Hopping Planetary Rover
Ballistic hopping rover with validated SpaceBok-style four-bar parallelogram kinematics for Mars and lunar surfaces.
- Mechanism
- 2-DOF / 4-bar
- Phase
- 5 — contact sim
- Δ vs Kolvenbach 2021
- 0.66 loss frac
- Heritage
- SpaceBok
Premise
Wheeled rovers are slow. Rotorcraft are limited by atmosphere. But on the Moon and Mars, the energy budget for a ballistic hop is unreasonably good: low gravity stretches each jump, no atmosphere wastes energy on drag, and a parallelogram leg with a diagonal spring recovers a meaningful fraction of the landing energy on the next cocking cycle.
The result is a rover that covers ground faster than wheels and lighter than wings, with the rough-terrain tolerance of a legged robot. This isn't a new idea — ETH Zurich's SpaceBok demonstrated the mechanism on parabolic flights — but the engineering remains underexplored and the design choices are not obvious.
Architecture
The mechanical heart is a four-bar parallelogram leg with a single diagonal spring (the BD diagonal) doing the energy storage. A small actuator cocks the spring against the ground reaction during a crouch phase, then releases it ballistically; the closed-form kinematics of the linkage do the rest.
- DOF
- 2 (planar)
- Linkage
- Four-bar parallelogram
- Spring
- BD diagonal
- Calibrated loss
- 0.66 vs Kolvenbach 2021
The implementation is end-to-end: closed-form four-bar closure equations (no 2D surrogates), the actual diagonal-spring force model, cocking dynamics, jump-phase physics, self-righting analysis, and matplotlib-driven animations + flipbooks for each phase. The first analytical pass calibrated cleanly against Kolvenbach 2021 at a loss fraction of 0.66, which keeps the project grounded in a published benchmark.
Current state
Working prototype in Python. Phase 5 contact simulation is the active
front, focused on the discontinuous dynamics at touchdown and the
self-righting envelope after an off-nominal landing. Phase
outputs live under results/spacebok/ — articulated-contact PNGs,
phase-5 motion GIFs, and flipbooks for each subsystem.

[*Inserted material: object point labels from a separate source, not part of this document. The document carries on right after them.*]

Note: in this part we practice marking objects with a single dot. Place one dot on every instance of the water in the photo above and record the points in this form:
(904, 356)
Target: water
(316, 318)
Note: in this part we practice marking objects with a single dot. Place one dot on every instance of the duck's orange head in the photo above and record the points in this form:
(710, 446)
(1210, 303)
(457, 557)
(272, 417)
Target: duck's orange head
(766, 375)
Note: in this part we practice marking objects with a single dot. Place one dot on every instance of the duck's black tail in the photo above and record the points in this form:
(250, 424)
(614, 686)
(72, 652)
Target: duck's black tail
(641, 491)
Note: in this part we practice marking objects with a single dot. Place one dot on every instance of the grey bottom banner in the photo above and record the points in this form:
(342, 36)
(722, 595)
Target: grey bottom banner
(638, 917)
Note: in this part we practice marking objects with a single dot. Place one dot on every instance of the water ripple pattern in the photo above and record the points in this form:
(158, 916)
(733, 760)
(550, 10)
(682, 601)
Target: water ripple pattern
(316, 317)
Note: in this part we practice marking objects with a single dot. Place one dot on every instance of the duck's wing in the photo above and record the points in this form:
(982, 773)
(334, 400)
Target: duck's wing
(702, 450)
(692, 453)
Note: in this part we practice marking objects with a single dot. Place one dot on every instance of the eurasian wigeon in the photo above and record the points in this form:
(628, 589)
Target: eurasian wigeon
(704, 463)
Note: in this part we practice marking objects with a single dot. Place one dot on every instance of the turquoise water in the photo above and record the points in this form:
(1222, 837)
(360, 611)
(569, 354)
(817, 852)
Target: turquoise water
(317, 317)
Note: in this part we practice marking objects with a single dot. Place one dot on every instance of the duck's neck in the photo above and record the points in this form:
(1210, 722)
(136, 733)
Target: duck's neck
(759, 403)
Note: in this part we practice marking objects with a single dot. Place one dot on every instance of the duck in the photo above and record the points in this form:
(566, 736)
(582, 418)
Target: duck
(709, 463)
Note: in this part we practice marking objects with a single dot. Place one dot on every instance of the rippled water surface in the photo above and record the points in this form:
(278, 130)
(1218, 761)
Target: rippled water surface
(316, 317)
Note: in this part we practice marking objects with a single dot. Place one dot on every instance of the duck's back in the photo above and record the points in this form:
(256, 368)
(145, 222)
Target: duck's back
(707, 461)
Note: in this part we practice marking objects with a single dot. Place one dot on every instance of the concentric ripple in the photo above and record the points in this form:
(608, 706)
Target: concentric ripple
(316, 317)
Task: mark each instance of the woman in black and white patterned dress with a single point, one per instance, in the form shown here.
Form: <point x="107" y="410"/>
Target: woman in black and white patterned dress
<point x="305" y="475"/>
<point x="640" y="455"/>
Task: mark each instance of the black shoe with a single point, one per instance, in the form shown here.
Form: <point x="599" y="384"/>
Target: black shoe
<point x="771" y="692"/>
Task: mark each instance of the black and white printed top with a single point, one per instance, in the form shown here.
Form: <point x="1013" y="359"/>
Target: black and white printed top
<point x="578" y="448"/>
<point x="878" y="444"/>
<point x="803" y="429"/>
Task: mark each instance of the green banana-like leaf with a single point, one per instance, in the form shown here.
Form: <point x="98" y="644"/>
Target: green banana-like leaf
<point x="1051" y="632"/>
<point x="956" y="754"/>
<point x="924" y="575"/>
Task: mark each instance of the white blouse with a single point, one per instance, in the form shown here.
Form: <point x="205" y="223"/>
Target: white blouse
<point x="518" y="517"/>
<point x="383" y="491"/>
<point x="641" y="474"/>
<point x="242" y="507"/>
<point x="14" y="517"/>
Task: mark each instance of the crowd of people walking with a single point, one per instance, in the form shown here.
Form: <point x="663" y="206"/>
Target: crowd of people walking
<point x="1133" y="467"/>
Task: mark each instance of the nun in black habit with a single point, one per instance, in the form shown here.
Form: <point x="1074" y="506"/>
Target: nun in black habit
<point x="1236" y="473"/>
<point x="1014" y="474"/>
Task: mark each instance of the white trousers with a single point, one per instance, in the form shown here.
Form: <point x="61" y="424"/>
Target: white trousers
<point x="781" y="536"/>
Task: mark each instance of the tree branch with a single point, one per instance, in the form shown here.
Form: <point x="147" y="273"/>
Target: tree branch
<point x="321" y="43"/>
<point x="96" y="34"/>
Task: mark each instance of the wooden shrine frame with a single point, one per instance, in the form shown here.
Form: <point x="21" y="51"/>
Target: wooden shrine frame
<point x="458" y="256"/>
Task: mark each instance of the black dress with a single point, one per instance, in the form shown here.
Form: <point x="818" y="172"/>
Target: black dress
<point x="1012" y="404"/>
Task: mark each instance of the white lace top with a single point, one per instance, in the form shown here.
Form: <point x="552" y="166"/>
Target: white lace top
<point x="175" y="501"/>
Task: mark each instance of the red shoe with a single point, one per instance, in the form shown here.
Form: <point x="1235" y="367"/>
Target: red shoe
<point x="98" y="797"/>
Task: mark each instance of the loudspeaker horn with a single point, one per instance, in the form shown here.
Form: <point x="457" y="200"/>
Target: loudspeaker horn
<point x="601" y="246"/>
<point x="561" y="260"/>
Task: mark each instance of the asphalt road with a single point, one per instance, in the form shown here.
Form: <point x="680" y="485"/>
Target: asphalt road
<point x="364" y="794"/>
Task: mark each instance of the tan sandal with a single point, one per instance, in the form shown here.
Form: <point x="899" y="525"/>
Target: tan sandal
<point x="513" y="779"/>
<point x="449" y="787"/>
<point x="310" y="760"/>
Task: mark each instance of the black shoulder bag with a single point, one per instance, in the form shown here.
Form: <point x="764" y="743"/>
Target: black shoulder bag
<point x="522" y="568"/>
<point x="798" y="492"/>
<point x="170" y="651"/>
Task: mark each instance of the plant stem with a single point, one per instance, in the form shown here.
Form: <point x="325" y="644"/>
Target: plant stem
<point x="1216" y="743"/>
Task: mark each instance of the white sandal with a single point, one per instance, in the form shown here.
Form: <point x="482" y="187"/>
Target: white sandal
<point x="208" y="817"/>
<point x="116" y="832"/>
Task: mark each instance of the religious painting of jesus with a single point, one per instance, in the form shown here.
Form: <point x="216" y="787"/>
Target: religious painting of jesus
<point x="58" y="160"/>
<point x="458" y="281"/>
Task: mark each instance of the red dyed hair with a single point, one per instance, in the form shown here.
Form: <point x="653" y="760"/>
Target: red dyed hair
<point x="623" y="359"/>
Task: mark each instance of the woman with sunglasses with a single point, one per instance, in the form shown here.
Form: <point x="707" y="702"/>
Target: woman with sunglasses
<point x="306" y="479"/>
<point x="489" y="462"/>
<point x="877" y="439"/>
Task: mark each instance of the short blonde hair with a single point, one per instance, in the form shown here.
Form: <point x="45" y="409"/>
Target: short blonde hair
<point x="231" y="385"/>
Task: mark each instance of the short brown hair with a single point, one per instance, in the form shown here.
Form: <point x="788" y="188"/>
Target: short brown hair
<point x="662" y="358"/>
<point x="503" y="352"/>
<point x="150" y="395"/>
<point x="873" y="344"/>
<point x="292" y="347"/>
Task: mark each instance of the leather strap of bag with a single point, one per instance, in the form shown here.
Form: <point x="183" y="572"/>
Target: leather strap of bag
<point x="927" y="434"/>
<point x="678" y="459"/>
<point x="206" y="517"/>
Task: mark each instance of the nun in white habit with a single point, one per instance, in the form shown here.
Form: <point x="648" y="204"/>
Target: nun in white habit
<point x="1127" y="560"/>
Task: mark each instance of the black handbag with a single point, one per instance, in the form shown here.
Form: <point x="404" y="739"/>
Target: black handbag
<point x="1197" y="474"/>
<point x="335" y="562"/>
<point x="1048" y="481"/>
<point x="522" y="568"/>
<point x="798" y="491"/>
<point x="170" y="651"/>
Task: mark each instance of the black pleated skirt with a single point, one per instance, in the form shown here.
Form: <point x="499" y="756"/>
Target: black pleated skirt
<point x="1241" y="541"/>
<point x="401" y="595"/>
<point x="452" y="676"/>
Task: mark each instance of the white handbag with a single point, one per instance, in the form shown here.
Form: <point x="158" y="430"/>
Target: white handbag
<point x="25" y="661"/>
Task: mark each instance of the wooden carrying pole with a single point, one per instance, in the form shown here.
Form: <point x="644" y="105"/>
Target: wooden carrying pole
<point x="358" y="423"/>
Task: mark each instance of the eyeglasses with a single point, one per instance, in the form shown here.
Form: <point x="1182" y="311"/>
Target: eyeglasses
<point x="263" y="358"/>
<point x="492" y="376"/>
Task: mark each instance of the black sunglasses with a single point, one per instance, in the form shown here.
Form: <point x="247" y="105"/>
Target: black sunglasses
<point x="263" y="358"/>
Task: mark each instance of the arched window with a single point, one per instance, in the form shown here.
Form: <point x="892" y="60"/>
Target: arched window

This project recently adopted the Design Graph as its digital thread, making it the first internal program to commit to a graph-backed effectivity model end-to-end.
What's next
Bow-leg comparison module — the other leading hopping-leg topology — to bound the architectural trade. After that, a dynamic contact + self-righting validation pass against the SpaceBok flight data, and then a sizing exercise for a Mars-mass vehicle with realistic actuator power density.